Where You Once Belonged(47)



“What?”

“Yeah. That’s what I hear. I hear you been seeing my wife. I hear you been seeing Jessie.”

“She isn’t your wife. Not anymore.”

“Oh, yeah. Jessie and me—we’re still married.”

“You ruined all of that a long time ago. She doesn’t want to see you again.”

“Sure. We’re still married.”

“Listen, goddamn it. You leave her alone.”

“And I still got my kids here.”

“You haven’t got anything here. You don’t have a goddamn thing in Holt anymore.”

“Yes,” he said. “I still got my family here. I can count on that much. And this is still my hometown.”

“Listen. You must be crazy. You listen to me, goddamn you.”

But he didn’t listen; instead he began to laugh again. He lay back on the cot with his feet hanging over the end. He was pleased with himself. His heavy sick-looking face smiled out at me from behind the bars. “Anything else you want to know, Arbuckle? Did you get what you needed for your paper?”

“Go to hell,” I said.

And that amused him too. It was all amusing. It seemed pointless talking to him anymore. Finally I left.

Then on Tuesday, Arch Withers paid him a call. Over the years Arch Withers had become an embittered man.

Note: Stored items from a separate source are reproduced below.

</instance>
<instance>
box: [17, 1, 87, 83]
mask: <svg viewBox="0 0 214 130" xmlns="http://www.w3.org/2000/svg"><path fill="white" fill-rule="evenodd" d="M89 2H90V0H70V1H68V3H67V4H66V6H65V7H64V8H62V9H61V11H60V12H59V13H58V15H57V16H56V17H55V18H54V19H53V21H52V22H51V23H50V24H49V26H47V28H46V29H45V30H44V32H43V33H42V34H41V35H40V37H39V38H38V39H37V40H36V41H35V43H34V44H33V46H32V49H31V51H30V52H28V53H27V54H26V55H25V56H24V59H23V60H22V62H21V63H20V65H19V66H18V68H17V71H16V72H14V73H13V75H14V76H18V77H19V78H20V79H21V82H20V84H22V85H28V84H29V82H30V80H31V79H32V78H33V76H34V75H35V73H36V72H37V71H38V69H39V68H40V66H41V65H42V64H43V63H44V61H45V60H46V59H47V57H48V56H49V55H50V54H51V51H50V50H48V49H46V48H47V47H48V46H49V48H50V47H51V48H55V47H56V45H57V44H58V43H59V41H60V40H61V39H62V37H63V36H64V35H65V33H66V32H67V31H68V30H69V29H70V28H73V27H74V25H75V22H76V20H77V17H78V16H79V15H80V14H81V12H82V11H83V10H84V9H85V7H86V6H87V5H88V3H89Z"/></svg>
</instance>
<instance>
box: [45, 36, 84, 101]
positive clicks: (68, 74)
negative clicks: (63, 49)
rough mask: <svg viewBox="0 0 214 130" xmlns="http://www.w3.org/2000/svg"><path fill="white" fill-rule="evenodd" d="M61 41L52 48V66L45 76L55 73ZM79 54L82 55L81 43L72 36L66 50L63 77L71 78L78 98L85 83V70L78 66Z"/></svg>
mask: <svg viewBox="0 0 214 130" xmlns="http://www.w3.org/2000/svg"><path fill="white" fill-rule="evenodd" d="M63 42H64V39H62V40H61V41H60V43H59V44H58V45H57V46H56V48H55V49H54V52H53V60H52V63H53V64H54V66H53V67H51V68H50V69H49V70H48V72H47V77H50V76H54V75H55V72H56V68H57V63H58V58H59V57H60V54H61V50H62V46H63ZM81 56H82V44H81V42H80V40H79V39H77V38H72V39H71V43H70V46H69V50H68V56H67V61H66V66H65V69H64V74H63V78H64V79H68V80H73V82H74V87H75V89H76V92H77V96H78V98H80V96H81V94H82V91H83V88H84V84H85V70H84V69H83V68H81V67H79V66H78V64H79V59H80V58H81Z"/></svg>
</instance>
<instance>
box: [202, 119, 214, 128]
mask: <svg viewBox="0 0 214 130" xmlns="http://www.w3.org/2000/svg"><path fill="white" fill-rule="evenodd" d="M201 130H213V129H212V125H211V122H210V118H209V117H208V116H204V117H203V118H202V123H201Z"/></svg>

After Burdette had disappeared at the end of December in 1976, Withers had gone on serving as president of the Farmer’s Co-op Elevator’s board of directors and he had finished his term of office, but when he had run for reelection two years later people who owned shares in the elevator had not reelected him. In fact he had been defeated by a large margin, and the loss had affected him deeply. He still farmed north of Holt, but now he didn’t come into town very often; instead he sent his wife when he needed something and he never sat drinking coffee at Bradbury’s Bakery. He was lonely and isolated, living in a place where he had always felt accepted and admired.

That afternoon when he arrived at the courthouse some of the old men who had been there the day before were there again, standing in the shade, looking out at Burdette’s red Cadillac, still talking and gesturing. They watched Withers park his black pickup in the parking lot, then he approached and passed without saying anything to any one of them. When he entered the sheriff’s office he demanded that he be allowed to see Jack Burdette. “Let me talk to him,” he said.

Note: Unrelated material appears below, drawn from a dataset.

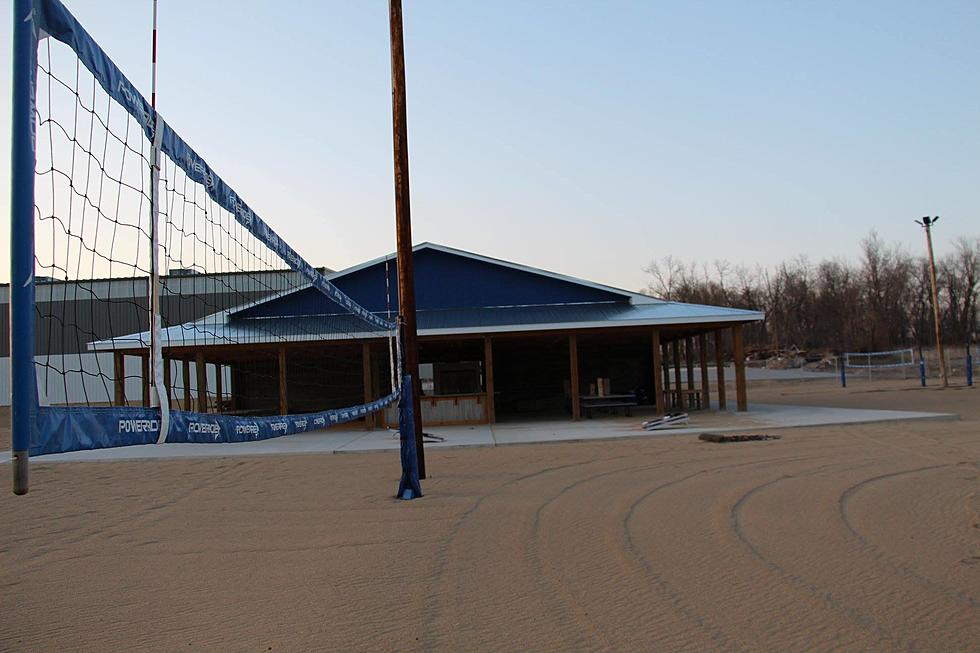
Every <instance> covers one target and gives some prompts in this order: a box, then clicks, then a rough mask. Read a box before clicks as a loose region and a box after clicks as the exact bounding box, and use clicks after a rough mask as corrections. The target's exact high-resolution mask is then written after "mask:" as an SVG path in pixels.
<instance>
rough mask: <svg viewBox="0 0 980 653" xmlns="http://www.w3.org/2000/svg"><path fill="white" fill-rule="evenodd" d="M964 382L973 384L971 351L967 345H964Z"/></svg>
mask: <svg viewBox="0 0 980 653" xmlns="http://www.w3.org/2000/svg"><path fill="white" fill-rule="evenodd" d="M966 384H967V385H968V386H971V387H972V386H973V352H971V351H970V346H969V345H967V347H966Z"/></svg>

“Now, Arch,” Sealy said. “He don’t have any of it left. You know that. Hell, would he of come back if he did?”

“Just let me see him.”

“But I can’t let you into his cell.”

“I don’t plan on going into his cell.”

“Sure, but if I let you see him, you better not try anything. You hear me? I’ll be watching.”

“All right. Now where is he?”

So Sealy agreed to let Withers see Jack Burdette. He led Withers back into the jail and then stood guard in the doorway while he began to talk. And it was merely quiet and semirational talk at first, a kind of review of things. But Burdette must have seemed even less interested in what Withers had to say than he had the day before when I had talked to him, and evidently he was considerably less amused. Again he lay stretched out on the sunken too-small cot, lying there heavy and dull, yellow-faced, smoking cigarettes, barely listening while Withers talked on and on. By this time he must have been tired of it all. It was as if he were merely waiting for something. Withers’ talk must have seemed to him to involve only some minor misunderstanding between them, an old dispute of no particular significance. Except that it was more than that to Withers, of course. He kept talking, trying to push Burdette into some kind of response. There wasn’t any response, though. Burdette simply lay waiting for Withers to cease talking.

So in time Withers grew hot. He began to shout, to curse: “Goddamn you, Burdette. Goddamn you.”

And Jack Burdette still seemed utterly uninterested, as if he couldn’t be bothered by any of this. Finally he did manage to rouse himself a little, however. He raised his head. “Withers,” he said. “I wish you’d shut your goddamn mouth.”

“By god—” Withers said.

“I never came back here to hear about your goddamn elevator. Leave me alone. You’re starting to get on my nerves.”

Arch Withers went a little crazy then. He began to shake the bars, shouting for Sealy to come forward and unlock the cell so he could go inside. “I’ll kill the son of a bitch,” he shouted. “I’ll kill him.”

“Sealy,” Burdette called. “Get him out of here. I heard enough of this.”

“I’ll kill him.”

“I don’t have to listen to this, Sealy.”

“Unlock this thing.”

“Sealy, you hear me?”

It went on in that way, a violent refrain, until at last Bud Sealy moved down the alleyway toward Withers and tried to lead him away. “Come on, Arch,” he said. “Let’s go.”

“I’ll kill him.”

“No. You had your say.”

“By god—”

“Let’s go. Come on now.”

Suddenly Withers began to struggle. He fought Bud Sealy in the alleyway of the jail, shouting still, swinging his arms. Sealy shoved him against the bars of the cell, pinning him there, his heavy forearm under Withers’ chin, and then he pushed him out of the jail back into the office. Withers stood before him, panting.